1930 short story by Sadegh Hedayat

Buried Alive (Zende be gur, زنده‌به‌گور) is a 1930 short story by Iranian writer Sadegh Hedayat, written in Paris. It was translated into English by Brian Spooner in 1979. The story is known by the subtitle "from the jottings of a mad man".

==Plot summary==
Buried Alive is told in the first person by a young writer who is sick in bed in Paris. He talks about his weakness, his thoughts of ending his life, and his failed attempts to poison himself while trying to make his death look natural. He moves between brief moments of hope and despair, recalling parts of his past and the things around him. The story ends with a report that he has died.

==Background==
In The British Journal of Psychiatry, psychiatrist Cyrus Abbasian suggests that Hedayat attempted suicide by jumping into the Seine prior to writing Buried Alive.

==Themes==
Michael Craig Hillmann notes in Iranica that "Buried Alive" shows a tension between the narrator’s wish for death and his act of writing. The first‑person narration states that the young, educated protagonist is marked by despair, a pattern also found in Hedayat's later story Three Drops of Blood.

==Publication==
Buried Alive was written in Paris in 1930. It has been translated into English by Brian Spooner in 1979, and into French by Derayeh Derakhshesh in 1986. A second English translation was produced by Carter Bryant in 2005, and the story has also appeared in Armenian (Khachik Khacher, 2005) and in a Korean translation by Gyoseob Shin, published in a two‑volume collection of Hedayat’s short stories.

==Analysis==
Abbasian writes that Buried Alive shows the thoughts and actions leading toward suicide, and notes that the story presents these aspects in detail.
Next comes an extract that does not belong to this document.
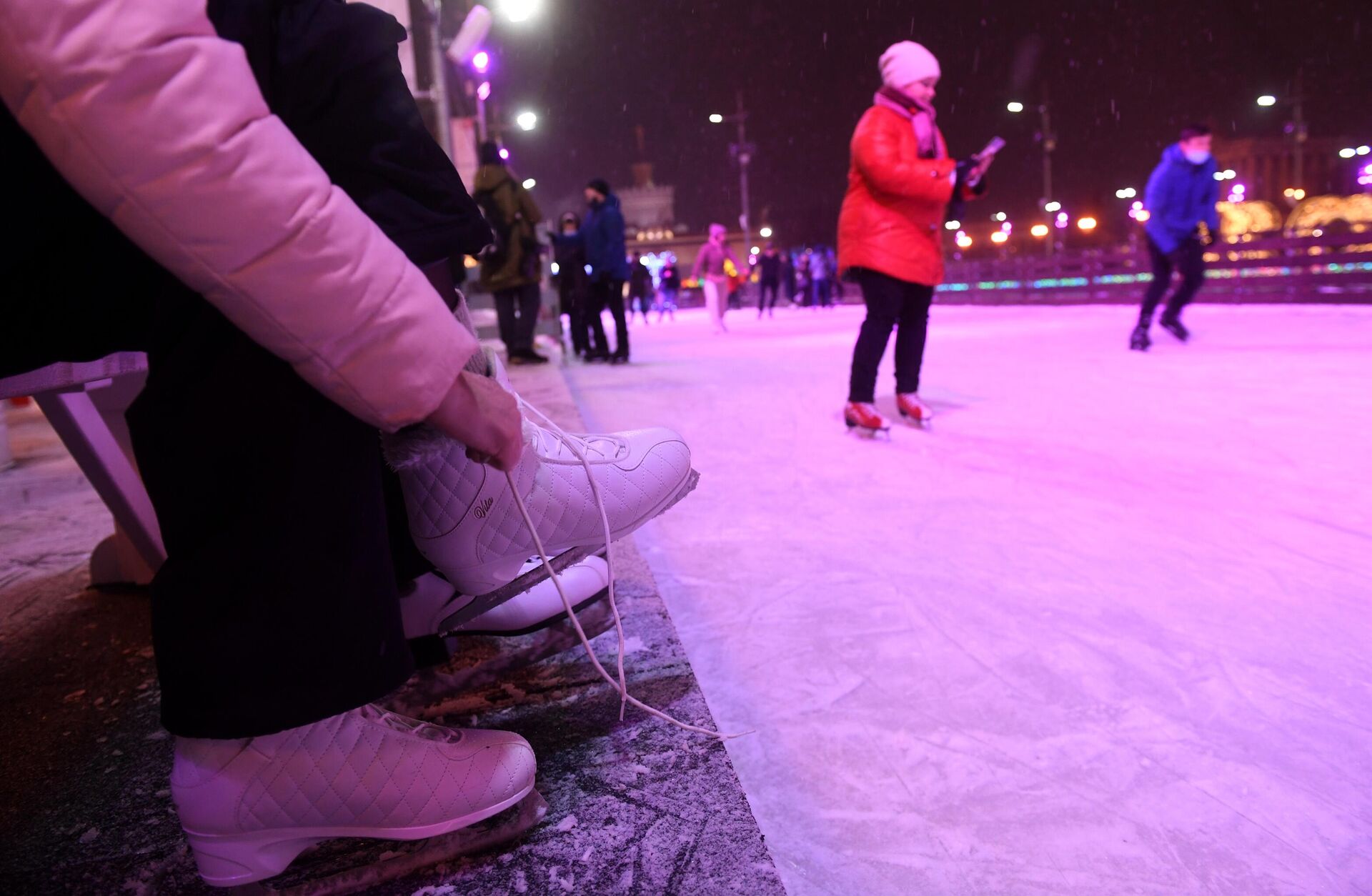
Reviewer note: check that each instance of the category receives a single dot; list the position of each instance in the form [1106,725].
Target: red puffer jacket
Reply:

A thesis by Maryam Najafibabanazar at the Middle East Technical University reports that Buried Alive, like Hedayat's stories Three Drops of Blood and The Blind Owl, uses a monotone narrative style and interior monologue to convey the narrator’s isolation.

Sima Gharibey, writing in the International Journal of Multicultural and Multireligious Understanding, describes Buried Alive as one of Hedayat's "psycho‑fiction" stories, placing it alongside The Blind Owl, Three Drops of Blood, and Davud the Hunchback.
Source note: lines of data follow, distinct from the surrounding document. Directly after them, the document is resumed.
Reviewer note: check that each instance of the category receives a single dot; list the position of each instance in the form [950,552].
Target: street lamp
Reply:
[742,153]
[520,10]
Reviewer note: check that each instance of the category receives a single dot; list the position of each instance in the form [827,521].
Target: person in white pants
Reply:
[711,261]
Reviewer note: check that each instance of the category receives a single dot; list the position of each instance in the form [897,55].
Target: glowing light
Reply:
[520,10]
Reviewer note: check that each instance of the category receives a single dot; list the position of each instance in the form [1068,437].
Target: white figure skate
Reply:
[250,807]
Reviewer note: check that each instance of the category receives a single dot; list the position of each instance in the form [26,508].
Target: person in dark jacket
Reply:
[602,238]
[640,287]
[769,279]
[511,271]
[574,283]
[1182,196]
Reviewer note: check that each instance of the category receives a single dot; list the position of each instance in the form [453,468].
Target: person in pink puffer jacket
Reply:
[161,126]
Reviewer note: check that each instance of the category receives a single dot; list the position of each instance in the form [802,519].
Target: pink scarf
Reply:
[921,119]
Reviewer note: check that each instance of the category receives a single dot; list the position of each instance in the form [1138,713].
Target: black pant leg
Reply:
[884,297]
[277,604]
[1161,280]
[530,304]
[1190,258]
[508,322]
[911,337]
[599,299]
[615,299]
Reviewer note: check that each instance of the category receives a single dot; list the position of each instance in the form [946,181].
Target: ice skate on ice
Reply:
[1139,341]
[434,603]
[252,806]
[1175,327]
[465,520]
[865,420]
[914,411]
In research by Mehrdad Bidgoli released in the University of Turin’s journal Kervan, Hedayat’s Buried Alive is discussed together with The Blind Owl and Three Drops of Blood as part of a group of works noting a darker use of surrealism.

==Critical reception==
French criticism has compared Hedayat’s work with that of Franz Kafka. In a study published in Tehran Magazine, Shafigheh Keïvan observes that although some biographical similarities exist between the two writers, their literary styles differ, and any link between them is described as limited rather than direct.

Ehsan Yarshater, writing in Iranica, describes the short story as showing "the mood of a society in transition". Other critics note its focus on inner life, Hedayat's use of interior monologue, and his concise style. Some also mention links with Nikolai Gogol and a minor connection with Kafka.

Jason Bahbak Mohaghegh notes that "Buried Alive" states a form of mental collapse and a break between the narrator and the outside world. He mentions that the story reflects Hedayat’s interest in extreme states of mind and in the point where inner experience and reality no longer stay separate.

In a 2020 article on Hedayat's fiction, the story is described as written at a difficult time for the narrator and as indicating his uneasy position in his environment.

==Bibliography==
- Hedayat, Sadegh. "Buried Alive." Translated by Brian Spooner. In Sadeq Hedayat: An Anthology, Westview Press, Boulder, CO, 1979, ISBN 9780891583875.